German Chancellor Angela Merkel said it’s up to Deutsche Bank AG and Commerzbank AG executives to decide if their historic merger plans make sense, exposing divisions in the coalition.
The plan to combine Germany’s two biggest lenders is a private business matter, Merkel said at the Global Solutions summit in Berlin, after the lenders announced talks on a deal that could transform the country’s banking landscape. The government would have “a certain interest” to look at the deal because of its near 16 percent shareholding in Commerzbank, she said.
“I very much don’t want the government to intervene,” Merkel said in an onstage discussion with John Micklethwait, editor-in-chief of Bloomberg News. “Only the companies
can and must assess this for themselves.”
The finance ministry had backed a merger as a way to assert a national banking champion for Germany and help ensure that country has a domestic lender capable of funding its export-oriented economy.
The two banks confirmed the move to deeper discussions in statements, capping months of speculation and behind-the-scenes talks with the Finance Ministry. Both firms have struggled to restore revenue growth after deep cuts to their investment banking units — a task made more difficult by a sluggish economy that has pushed back expected interest rate rises.
Merkel’s government is likely to keep the holding in Commerzbank if the banks go through with the merger. That would preclude the politically perilous option of burdening German taxpayers with losses from selling shares the government acquired during a 2009 bailout.
The lenders are said to be working with investment banks to evaluate a combination. The structure of the resulting, enlarged bank is still unclear, with asset sales and fundraising among the possible options. Deutsche Bank expects to spend the next month in negotiations, a person briefed on the talks has said.
Merkel also said that private parties involved are best placed to take the decision because they face “the challenges, chances and risk.”
Kukies, a former Goldman Sachs banker, cancelled a speech in Frankfurt, which is home to both banks and their most important regulators. Those watchdogs, meanwhile, signaled the creation of a new national banking champion may not be relevant in their assessments of any deal.
“The term ‘national champion’ isn’t a category supervisors use,” said Joachim Wuermeling, a top Bundesbank official who also sits on the European Central Bank’s oversight arm. Regulators don’t base their decisions on what they or others think the banking industry should look like and they don’t let national interests shape their actions, he said.
That echoes comments from Andrea Enria, who leads the ECB’s supervisory arm. “I don’t particularly like the idea of national champions, of European champions,” he said in an interview with the Financial Times published on the ECB’s website. “If there are foreign banks, foreign investors, bringing their expertise, their capital, into your jurisdiction, that should be welcome.”
Their views matter because bank mergers require the ECB’s approval.
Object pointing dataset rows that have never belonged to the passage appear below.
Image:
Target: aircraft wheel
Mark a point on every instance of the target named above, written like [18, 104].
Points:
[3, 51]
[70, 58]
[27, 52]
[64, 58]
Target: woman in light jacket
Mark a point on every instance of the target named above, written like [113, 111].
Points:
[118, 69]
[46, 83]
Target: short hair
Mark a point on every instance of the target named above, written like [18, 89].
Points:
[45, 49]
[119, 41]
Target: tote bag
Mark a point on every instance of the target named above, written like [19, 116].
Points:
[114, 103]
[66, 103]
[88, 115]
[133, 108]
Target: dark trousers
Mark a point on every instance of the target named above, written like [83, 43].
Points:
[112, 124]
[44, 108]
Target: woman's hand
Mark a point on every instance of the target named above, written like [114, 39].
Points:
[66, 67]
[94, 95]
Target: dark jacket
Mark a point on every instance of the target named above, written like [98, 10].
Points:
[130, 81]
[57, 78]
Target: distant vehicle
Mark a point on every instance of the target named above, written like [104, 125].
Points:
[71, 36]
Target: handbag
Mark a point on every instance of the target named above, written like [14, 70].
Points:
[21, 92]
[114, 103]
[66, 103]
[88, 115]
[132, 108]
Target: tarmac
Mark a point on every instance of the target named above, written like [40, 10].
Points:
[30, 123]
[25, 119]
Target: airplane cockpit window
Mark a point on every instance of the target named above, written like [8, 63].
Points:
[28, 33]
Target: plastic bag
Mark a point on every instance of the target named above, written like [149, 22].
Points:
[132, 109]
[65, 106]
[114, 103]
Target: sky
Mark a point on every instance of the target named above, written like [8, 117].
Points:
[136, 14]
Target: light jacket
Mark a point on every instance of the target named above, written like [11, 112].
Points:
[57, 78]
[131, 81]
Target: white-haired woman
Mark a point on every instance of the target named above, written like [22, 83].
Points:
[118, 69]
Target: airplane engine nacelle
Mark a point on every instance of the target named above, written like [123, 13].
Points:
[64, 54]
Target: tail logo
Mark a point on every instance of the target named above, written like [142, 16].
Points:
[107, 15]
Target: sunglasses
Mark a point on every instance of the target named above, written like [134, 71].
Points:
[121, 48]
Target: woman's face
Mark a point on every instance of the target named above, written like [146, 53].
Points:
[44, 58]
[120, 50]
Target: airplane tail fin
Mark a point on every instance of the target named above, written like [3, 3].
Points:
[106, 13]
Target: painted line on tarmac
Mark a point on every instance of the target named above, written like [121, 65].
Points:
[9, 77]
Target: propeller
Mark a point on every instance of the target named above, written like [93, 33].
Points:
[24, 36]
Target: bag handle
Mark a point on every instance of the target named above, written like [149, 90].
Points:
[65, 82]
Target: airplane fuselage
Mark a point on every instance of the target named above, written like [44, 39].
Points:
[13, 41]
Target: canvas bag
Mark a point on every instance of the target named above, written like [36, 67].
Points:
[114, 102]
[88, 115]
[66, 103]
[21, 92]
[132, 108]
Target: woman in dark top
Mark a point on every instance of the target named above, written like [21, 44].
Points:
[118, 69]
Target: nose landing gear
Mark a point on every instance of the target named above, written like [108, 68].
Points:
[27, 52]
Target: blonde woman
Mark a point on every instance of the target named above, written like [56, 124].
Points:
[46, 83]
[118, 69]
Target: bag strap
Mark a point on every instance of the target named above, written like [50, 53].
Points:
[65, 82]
Investors aren’t sold yet either and the evaluation
of a tie-up follows a series of failed turnaround plans by the companies.
“Only the parties involved can evaluate this,” transaction, Merkel said. “It is nothing new that we have consolidation in the European banking market. But personally I will wait for what the economic actors will have to say and will not express an opinion.”
Deutsche Bank tie-up could put 10k jobs at risk
London’s Brexit exodus was supposed to boost the number of finance jobs in Frankfurt. Now, a potential merger between Deutsche Bank AG and Commerzbank AG puts the gains at risk.
“In Frankfurt alone, between 4,000 and 5,000 jobs could be cut in a merger,” said Stephan Szukalski, head of the DBV union and a member of Deutsche Bank’s supervisory board. Stefan Wittmann, a Verdi union representative who is on Commerzbank’s supervisory board, said that between 8,000 and 10,000 Frankfurt jobs are in danger. “This is the result of a preliminary analysis that we have made,” he told Bloomberg.
Job cuts of this magnitude would probably be difficult to be offset by positions which are relocated from London to Frankfurt, according to a survey conducted by Bloomberg this week. Lobby group Frankfurt Main Finance, for example, expects an orderly Brexit to result in 10,000 new jobs in Frankfurt. Helaba, a lender based in the city, sees 8,000 added positions over the years, while the Association of Foreign Banks in Germany puts the estimate at 3,000 to 5,000.
According to Deutsche Bundesbank, number of employees at banks in Frankfurt remained almost constant in recent years. In the summer of 2018, it stood at 63,100.
“Our current forecast for the end of 2020 sees a total of 65,000 employees. This includes two developments: on the one hand, a positive Brexit effect and, on the other, continued consolidation of the banks in Frankfurt,” said Gertrud R. Traud, chief economist of Helaba.